PerenOS is designed for every practitioner whose decisions shape land at scale

Landscape architects

What you receive

  • Community proposals with ecological reasoning explicit and traceable, ready for biodiversity net gain submissions and equivalent regulatory requirements across jurisdictions.
  • Climate-analogue species selection for design horizons beyond the reach of historical data.
  • Adaptive guidance that follows the project through establishment and long-term maintenance.
  • Field observation logging integrated into the site record from every visit.

Relevant pressures

England's statutory 10% BNG requirement (February 2024) is the first legally mandated net gain framework to enter planning law. Equivalent obligations are now developing across Australia, South Africa, France, and multiple US states. The reasoning behind a planting proposal is increasingly part of the submission record, not only the spatial outcome.
Clients and regulators increasingly expect designed landscapes to perform ecologically over the life of the project, not only at the point of completion or handover.
Historical species lists are increasingly unsuitable for the conditions projected for 2040 to 2060, and practitioners are expected to document the basis for species selection against future conditions.

Ecological consultants

What you receive

  • Trait-based species selection grounded in global functional ecology datasets.
  • Explicit modelling of competitive dynamics and succession trajectories.
  • Regulatory framework integration across the jurisdictions you work in.
  • Longitudinal observation data that sharpens recommendations with each project.

Relevant pressures

Demand for ecological input at the design stage consistently exceeds the hours available at project scale, across every market where biodiversity obligations are entering planning law.
The EU Nature Restoration Law, biodiversity net gain frameworks, and CSRD all require ongoing ecological monitoring, not single-point assessments. The evidence burden is moving from design stage to lifetime performance.
Every project currently starts from scratch because no mechanism preserves ecological knowledge across the design, establishment, and long-term management phases.

Property developers

What you receive

  • Pre-application ecological modelling with reasoning explicit and traceable.
  • Documentation ready for planning submissions and regulatory review, across jurisdictions.
  • An adaptive maintenance plan that reduces non-compliance risk over the lifetime of the development.
  • Support for CSRD, ESRS E4, and TNFD reporting.

Relevant pressures

Every major development in England must demonstrate 10% biodiversity net gain at planning consent (February 2024). Australia's Environment Protection Reform Act 2025 introduces an equivalent net gain test. South Africa's National Biodiversity Offset Guideline requires biodiversity offsetting under environmental authorisation. Multiple US states are developing analogous frameworks.
Green finance instruments increasingly require ecological performance evidence, not only design intent. TNFD-aligned disclosure of nature-related financial risk is becoming standard for institutional lenders.
Poorly specified landscaping creates ecological compliance risk that persists for years beyond completion, particularly where regulatory monitoring obligations run with the land.

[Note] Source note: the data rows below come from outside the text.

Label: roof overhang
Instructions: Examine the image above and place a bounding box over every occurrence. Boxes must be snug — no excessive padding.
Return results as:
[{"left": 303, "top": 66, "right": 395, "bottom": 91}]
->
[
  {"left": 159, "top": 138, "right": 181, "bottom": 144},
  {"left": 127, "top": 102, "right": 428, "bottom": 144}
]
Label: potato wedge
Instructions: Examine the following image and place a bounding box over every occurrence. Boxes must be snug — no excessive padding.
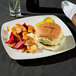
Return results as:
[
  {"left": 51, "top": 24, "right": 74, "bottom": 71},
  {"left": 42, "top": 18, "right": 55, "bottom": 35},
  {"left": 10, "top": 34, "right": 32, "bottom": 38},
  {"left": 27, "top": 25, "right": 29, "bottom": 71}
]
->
[
  {"left": 26, "top": 45, "right": 37, "bottom": 53},
  {"left": 27, "top": 36, "right": 33, "bottom": 40},
  {"left": 24, "top": 39, "right": 34, "bottom": 46},
  {"left": 28, "top": 25, "right": 35, "bottom": 33},
  {"left": 22, "top": 32, "right": 27, "bottom": 40},
  {"left": 16, "top": 34, "right": 22, "bottom": 41},
  {"left": 7, "top": 26, "right": 10, "bottom": 31},
  {"left": 8, "top": 43, "right": 16, "bottom": 47},
  {"left": 12, "top": 27, "right": 17, "bottom": 35},
  {"left": 19, "top": 48, "right": 25, "bottom": 52},
  {"left": 16, "top": 24, "right": 27, "bottom": 32}
]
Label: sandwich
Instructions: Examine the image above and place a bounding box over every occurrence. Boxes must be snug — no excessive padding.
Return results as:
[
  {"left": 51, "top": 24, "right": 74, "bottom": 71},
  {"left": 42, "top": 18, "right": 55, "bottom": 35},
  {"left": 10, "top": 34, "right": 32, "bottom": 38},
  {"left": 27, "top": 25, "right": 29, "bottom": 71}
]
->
[{"left": 35, "top": 22, "right": 65, "bottom": 50}]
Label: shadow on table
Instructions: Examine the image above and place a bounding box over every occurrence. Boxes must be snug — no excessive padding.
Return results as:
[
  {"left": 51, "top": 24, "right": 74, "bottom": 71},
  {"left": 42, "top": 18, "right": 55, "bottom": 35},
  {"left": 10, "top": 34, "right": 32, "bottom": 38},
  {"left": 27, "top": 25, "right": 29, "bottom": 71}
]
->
[{"left": 16, "top": 47, "right": 76, "bottom": 66}]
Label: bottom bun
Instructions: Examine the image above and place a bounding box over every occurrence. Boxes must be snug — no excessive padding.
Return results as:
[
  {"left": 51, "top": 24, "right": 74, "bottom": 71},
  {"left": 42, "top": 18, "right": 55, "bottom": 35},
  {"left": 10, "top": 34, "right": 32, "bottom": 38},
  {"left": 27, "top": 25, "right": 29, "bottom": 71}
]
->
[
  {"left": 35, "top": 37, "right": 66, "bottom": 51},
  {"left": 36, "top": 41, "right": 58, "bottom": 50}
]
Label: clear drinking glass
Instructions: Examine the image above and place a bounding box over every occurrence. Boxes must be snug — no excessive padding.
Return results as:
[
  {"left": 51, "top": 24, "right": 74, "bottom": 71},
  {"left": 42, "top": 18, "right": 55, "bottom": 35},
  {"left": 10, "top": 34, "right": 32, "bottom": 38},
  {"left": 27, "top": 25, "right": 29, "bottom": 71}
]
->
[{"left": 8, "top": 0, "right": 21, "bottom": 17}]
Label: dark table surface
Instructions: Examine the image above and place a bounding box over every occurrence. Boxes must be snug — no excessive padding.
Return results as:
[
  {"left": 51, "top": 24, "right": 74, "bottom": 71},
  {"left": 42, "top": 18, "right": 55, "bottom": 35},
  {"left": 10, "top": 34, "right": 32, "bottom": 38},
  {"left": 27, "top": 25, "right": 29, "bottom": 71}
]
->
[{"left": 0, "top": 0, "right": 76, "bottom": 76}]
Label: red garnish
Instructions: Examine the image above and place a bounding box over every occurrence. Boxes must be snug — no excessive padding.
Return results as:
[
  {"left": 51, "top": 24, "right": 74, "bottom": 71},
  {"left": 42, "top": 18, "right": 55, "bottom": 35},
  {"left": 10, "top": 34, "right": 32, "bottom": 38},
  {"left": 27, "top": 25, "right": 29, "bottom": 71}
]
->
[
  {"left": 9, "top": 32, "right": 13, "bottom": 39},
  {"left": 5, "top": 32, "right": 15, "bottom": 44},
  {"left": 13, "top": 40, "right": 25, "bottom": 49},
  {"left": 22, "top": 23, "right": 28, "bottom": 29}
]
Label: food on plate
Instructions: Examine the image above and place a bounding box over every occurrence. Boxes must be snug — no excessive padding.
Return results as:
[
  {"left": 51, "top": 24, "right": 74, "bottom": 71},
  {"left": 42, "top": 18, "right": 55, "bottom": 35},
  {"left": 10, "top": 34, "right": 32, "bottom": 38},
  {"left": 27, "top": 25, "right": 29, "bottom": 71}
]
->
[
  {"left": 35, "top": 22, "right": 65, "bottom": 50},
  {"left": 8, "top": 43, "right": 16, "bottom": 47},
  {"left": 7, "top": 26, "right": 10, "bottom": 31},
  {"left": 26, "top": 44, "right": 37, "bottom": 53},
  {"left": 22, "top": 32, "right": 27, "bottom": 40},
  {"left": 36, "top": 21, "right": 44, "bottom": 27},
  {"left": 36, "top": 17, "right": 54, "bottom": 27},
  {"left": 5, "top": 23, "right": 37, "bottom": 53},
  {"left": 19, "top": 48, "right": 25, "bottom": 52},
  {"left": 24, "top": 38, "right": 34, "bottom": 46},
  {"left": 5, "top": 17, "right": 66, "bottom": 53},
  {"left": 44, "top": 17, "right": 54, "bottom": 23},
  {"left": 28, "top": 25, "right": 36, "bottom": 33}
]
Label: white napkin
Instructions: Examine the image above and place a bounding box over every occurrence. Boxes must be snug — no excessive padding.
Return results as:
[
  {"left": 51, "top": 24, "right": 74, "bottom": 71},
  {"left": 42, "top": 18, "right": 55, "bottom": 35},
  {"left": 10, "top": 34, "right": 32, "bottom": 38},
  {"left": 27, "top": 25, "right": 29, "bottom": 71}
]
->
[{"left": 61, "top": 0, "right": 76, "bottom": 20}]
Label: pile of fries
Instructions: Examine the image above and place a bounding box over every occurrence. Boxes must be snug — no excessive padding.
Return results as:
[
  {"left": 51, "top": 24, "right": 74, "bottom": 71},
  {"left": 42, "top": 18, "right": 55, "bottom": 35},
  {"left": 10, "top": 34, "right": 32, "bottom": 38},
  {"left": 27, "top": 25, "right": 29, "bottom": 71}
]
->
[{"left": 5, "top": 23, "right": 37, "bottom": 53}]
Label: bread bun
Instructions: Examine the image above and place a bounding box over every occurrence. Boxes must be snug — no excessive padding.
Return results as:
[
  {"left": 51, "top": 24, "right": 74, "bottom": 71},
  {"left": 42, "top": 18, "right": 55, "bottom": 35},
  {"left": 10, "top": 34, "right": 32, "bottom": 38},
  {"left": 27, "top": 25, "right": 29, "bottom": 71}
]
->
[
  {"left": 36, "top": 22, "right": 62, "bottom": 41},
  {"left": 35, "top": 36, "right": 65, "bottom": 50}
]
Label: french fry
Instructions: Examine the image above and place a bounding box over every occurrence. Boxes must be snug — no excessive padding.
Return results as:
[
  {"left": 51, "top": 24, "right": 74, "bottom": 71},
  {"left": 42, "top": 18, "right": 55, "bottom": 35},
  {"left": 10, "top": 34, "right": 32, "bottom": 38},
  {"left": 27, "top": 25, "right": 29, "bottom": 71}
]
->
[
  {"left": 21, "top": 25, "right": 27, "bottom": 32},
  {"left": 26, "top": 45, "right": 37, "bottom": 53},
  {"left": 28, "top": 25, "right": 35, "bottom": 33},
  {"left": 12, "top": 27, "right": 17, "bottom": 35},
  {"left": 22, "top": 32, "right": 27, "bottom": 36},
  {"left": 25, "top": 46, "right": 30, "bottom": 53},
  {"left": 22, "top": 32, "right": 27, "bottom": 40},
  {"left": 12, "top": 27, "right": 21, "bottom": 41},
  {"left": 8, "top": 43, "right": 16, "bottom": 47},
  {"left": 16, "top": 24, "right": 27, "bottom": 32},
  {"left": 34, "top": 30, "right": 36, "bottom": 34},
  {"left": 25, "top": 50, "right": 30, "bottom": 53},
  {"left": 15, "top": 34, "right": 22, "bottom": 41},
  {"left": 19, "top": 48, "right": 25, "bottom": 52},
  {"left": 25, "top": 39, "right": 34, "bottom": 46},
  {"left": 7, "top": 26, "right": 10, "bottom": 31},
  {"left": 27, "top": 36, "right": 33, "bottom": 40},
  {"left": 15, "top": 24, "right": 22, "bottom": 33}
]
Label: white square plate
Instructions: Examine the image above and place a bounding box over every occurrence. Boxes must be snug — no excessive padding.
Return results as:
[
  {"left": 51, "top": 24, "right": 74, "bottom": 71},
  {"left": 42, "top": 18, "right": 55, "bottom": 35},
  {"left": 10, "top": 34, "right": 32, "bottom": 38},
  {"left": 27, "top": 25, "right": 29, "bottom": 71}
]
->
[{"left": 1, "top": 15, "right": 75, "bottom": 60}]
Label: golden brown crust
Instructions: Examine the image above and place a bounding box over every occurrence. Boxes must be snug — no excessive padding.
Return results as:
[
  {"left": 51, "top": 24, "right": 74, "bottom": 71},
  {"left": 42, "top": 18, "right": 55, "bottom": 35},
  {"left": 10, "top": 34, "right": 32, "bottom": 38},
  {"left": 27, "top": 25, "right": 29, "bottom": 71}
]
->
[
  {"left": 72, "top": 14, "right": 76, "bottom": 26},
  {"left": 36, "top": 22, "right": 62, "bottom": 41}
]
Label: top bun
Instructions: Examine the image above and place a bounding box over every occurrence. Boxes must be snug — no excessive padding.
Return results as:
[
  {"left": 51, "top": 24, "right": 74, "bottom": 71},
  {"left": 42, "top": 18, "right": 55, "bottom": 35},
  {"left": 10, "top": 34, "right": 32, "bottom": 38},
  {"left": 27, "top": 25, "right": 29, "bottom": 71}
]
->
[{"left": 36, "top": 22, "right": 62, "bottom": 41}]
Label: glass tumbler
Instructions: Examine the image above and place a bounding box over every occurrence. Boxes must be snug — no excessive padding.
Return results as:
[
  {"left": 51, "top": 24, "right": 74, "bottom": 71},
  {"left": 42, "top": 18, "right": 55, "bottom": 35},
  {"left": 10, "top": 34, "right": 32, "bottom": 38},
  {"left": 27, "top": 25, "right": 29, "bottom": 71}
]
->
[{"left": 8, "top": 0, "right": 21, "bottom": 17}]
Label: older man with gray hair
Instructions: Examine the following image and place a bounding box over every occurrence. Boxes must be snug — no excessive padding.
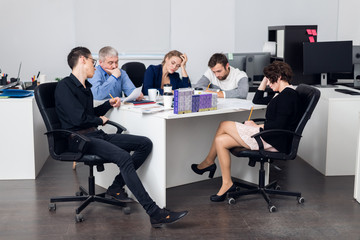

Planners and municipalities

What you receive

  • Site-specific ecological reasoning that can be defended to planning committees, oversight bodies, and the public.
  • Integration with ZAN, the EU Nature Restoration Law, urban biodiversity obligations, and equivalent frameworks across jurisdictions.
  • Long-term adaptive management guidance that follows the landscape through its lifetime.
  • Green infrastructure and urban heat island framing suited to institutional reporting and climate adaptation plans.

Relevant pressures

France's zero net soil sealing law requires municipalities to integrate biodiversity restoration targets into SCoT and PLU planning documents, with obligations opposable from 2031.
Member states and their planning bodies are required to halt the decline of urban green space and integrate nature-based solutions into urban infrastructure, with binding targets from 2030.
Cities across multiple EU and global markets are now legally required to integrate nature-based cooling solutions into adaptation planning. The ecological quality of green infrastructure determines whether those solutions perform.

Infrastructure operators

What you receive

  • Community-level habitat design for linear, fragmented, and corridor sites, with reasoning adapted to each zone's conditions.
  • Ongoing monitoring integrated into asset management and reporting workflows.
  • TNFD and CSRD biodiversity disclosure support, with traceable documentation.
  • Climate-analogue species selection suited to infrastructure with 30-to-50-year design horizons.

Relevant pressures

Nature-related financial disclosure is now expected by institutional investors for infrastructure asset holders. The ability to produce traceable ecological reasoning and longitudinal performance data directly supports TNFD-aligned reporting.
Infrastructure verges and rights-of-way are increasingly identified as critical habitat corridors under national biodiversity strategies and the EU Nature Restoration Law. The ecological quality of those corridors is now a managed obligation, not a residual.
Infrastructure designed to historical climate conditions faces performance degradation under projected 2040 to 2060 scenarios. Species selections that fail under future conditions create maintenance liability and ecological compliance risk across the asset's operating life.